Sinsi había observado al resto. La palidez, la lentitud de sus movimientos, los temblores. Estaban luchando, pero estaban perdiendo. Tarde o temprano, uno de los artefactos se volvería a encender, y entonces… Era mejor no pensar en ello. Pensar daba miedo, y el miedo lo alimentaba. Sinsi ya notaba su presencia insidiosa invadiéndola, esperando un momento de debilidad. Ya empezaba a oír sus consejos agitadores.

«Sinsi, no estás segura aquí. Puedes salir. Sabes que puedo ayudarte. Solo tienes que ir a un puesto de vigilancia y dejarme hacer el resto».

Lo que más miedo daba era que aquella voz provenía de ella misma. El U-CM no tenía autonomía para analizar el sistema de seguridad de la reserva, ni para ver lo débil que era desde el interior, ni para planear una ruta de escape sembrada de cadáveres. Todo eso era Sinsi. El U-CM solo alimentaba lo que ya estaba allí. Y le daba los medios necesarios para hacerlo.

Oyó pasos que se acercaban. Eran pesados, demasiado ruidosos, los movimientos de alguien que quería que se le notase llegar. Tenía que ser uno de los guardabosques. Eran seres empáticos e instintivos. Aunque no supieran nada de los U-CM, ya se habían dado cuenta de que no convenía asustar a sus nuevos huéspedes.

En efecto, pronto lo vio aparecer por el sendero. Era uno de los grandes, un combatiente. Iba armado. El artefacto aprovechó su reacción atemorizada.

«Te lo dije, han venido a por ti, Sinsi. Ataca ahora, antes de que sea demasiado tarde».
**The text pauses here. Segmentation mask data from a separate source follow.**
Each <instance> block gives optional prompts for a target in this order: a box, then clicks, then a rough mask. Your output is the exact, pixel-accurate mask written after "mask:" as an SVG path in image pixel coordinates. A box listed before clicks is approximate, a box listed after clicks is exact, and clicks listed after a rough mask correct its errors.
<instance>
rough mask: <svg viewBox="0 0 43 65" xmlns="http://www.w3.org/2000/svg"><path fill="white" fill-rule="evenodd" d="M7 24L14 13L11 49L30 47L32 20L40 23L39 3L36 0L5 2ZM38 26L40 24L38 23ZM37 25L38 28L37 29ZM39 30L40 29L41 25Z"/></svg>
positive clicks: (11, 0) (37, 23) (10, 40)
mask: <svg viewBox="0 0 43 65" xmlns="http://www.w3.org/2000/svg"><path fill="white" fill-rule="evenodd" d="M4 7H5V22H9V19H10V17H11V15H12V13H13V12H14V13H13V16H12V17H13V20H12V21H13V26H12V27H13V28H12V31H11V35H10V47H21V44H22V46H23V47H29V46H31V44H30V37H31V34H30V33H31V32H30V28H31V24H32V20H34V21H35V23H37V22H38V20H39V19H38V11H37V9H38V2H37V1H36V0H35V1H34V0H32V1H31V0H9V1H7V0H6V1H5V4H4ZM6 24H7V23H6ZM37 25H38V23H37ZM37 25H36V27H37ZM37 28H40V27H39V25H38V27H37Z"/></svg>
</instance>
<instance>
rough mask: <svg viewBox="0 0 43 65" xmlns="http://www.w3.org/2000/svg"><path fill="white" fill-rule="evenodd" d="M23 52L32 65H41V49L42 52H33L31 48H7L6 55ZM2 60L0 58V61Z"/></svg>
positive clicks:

Sinsi recordó el consejo de su comandante. Inspiró profundamente, ignoró el arma y el formidable tamaño del guardabosque y lo miró a los ojos. Pese al cuerpo acorazado, sus ojos eran vulnerables. Podía verse reflejada en ellos si se fijaba bien. Era una mirada viva, con pensamientos y recuerdos detrás. Una vida que no quería extinguir. Un ser que la estaba protegiendo.
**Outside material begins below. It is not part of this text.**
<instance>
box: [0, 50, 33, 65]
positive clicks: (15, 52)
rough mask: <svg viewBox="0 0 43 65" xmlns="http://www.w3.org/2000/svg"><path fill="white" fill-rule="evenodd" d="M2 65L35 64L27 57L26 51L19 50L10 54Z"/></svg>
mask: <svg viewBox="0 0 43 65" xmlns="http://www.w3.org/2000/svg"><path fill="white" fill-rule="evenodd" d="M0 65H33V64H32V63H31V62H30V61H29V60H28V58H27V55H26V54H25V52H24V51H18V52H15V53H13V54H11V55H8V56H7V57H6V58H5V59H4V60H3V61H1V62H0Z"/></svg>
Cuando el guardabosques habló, Sinsi había conseguido callar al artefacto.

—Ciudadana —dijo mientras guardaba el arma—. Los radares han detectado actividad inusual en el perímetro protegido. No se ha dado orden de evacuación, pero pedimos que permanezcan cerca de los refugios por su seguridad.

Sinsi asintió.

—Ya sabe qué hacer si suena la alarma. Por favor, asegúrese de…

No llegó a oír las últimas palabras. Se le nubló la vista, el cuerpo se le agarrotó, y el artefacto habló de nuevo. Pero esta vez no era el susurro que la había acompañado toda la vida, sino una voz grave y autoritaria que, entre interferencias, daba la orden que había creído que oiría por última vez el día de su huida.

 «Unidad 65, responda. Unidad 65, se requiere su presencia de inmediato, responda».